Program Participant

“By the Grace of God I Found This Place”

Katherine Marsh referred to it as “the Dad speech.” It was a frank talk with her father, who certainly wasn’t mincing words. He told her she was on the verge of prompting the state to take custody of her child.

 

“He sat me down,” she said. “He told me, ‘You’re doing it again. And if you keep it up, you’re going to lose Gabby.”

 

Marsh was 42, and in her past she had to give up her five-year-old son and two-year-old daughter because of her drug use. At present, those children are living with her ex-husband’s parents, who ended up adopting them. “I was going down that path again,” she said. “After my father talked to me, I cried for two days straight. Then, by the grace of God, I found this place.”

 

CHD’s Grace House, one of the few residential treatment programs designed for mothers in western Massachusetts, enabled her to get her life back together while living with her three-year-old daughter. “At the time, I didn’t even know Grace House existed,” she said.

 

Marsh had neurodevelopmental disorders growing up, including ADD and ADHD, and there were substance use problems in her family. Her father gained custody of her when she was eight years old because of her mother’s alcohol and cocaine use. By any standard, Marsh has experienced much trauma, with her husband passing away, a live-in boyfriend dying by suicide, and another boyfriend fatally overdosing.

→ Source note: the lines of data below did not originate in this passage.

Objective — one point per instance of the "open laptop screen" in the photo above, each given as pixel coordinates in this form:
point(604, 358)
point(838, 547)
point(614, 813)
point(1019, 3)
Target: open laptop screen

She had dabbled in drugs in adolescence, including LSD, ecstasy, and cocaine, but then a boyfriend turned her on to heroin. “I was hooked,” she said.

 

She did have stints of sobriety, including periods of four years, two years, and a year, but by the time her father had invited her and Gabby to live with him, “I was causing a tornado in my life,” she said.

 

However, at Grace House, while Gabby was in daycare on weekdays, Marsh could focus on her own mental health and sobriety during the day, and participate in such groups as Anger Management and Art Therapy—refreshing, compared to her experience at other agencies, which consisted of “nonstop programming” from 8:00 a.m. to 9:00 p.m.—“worksheets all day and not much else,” she said. “Plus, the staff at Grace House are really available. In other programs, you have to put a request in to talk to somebody, but here you can just knock on their door. If you need Liz [program director Elizabeth Finn], you can just go talk to her.” She also mentioned Grace House outings to local farmer’s markets, the library, and the beach at the Daughters of the American Revolution State Forest in Goshen, MA.

 

Marsh, who graduated from Grace House in August, is on the verge of getting her driver’s license back, and entering the Medical Billing and Coding program at Springfield Technical Community College. Her situation is a far cry from where she was when she heard the “dad speech.” But she’s glad she listened to her father. “I was in a downward spiral,” she said. “And when it starts spiraling, it spirals fast.”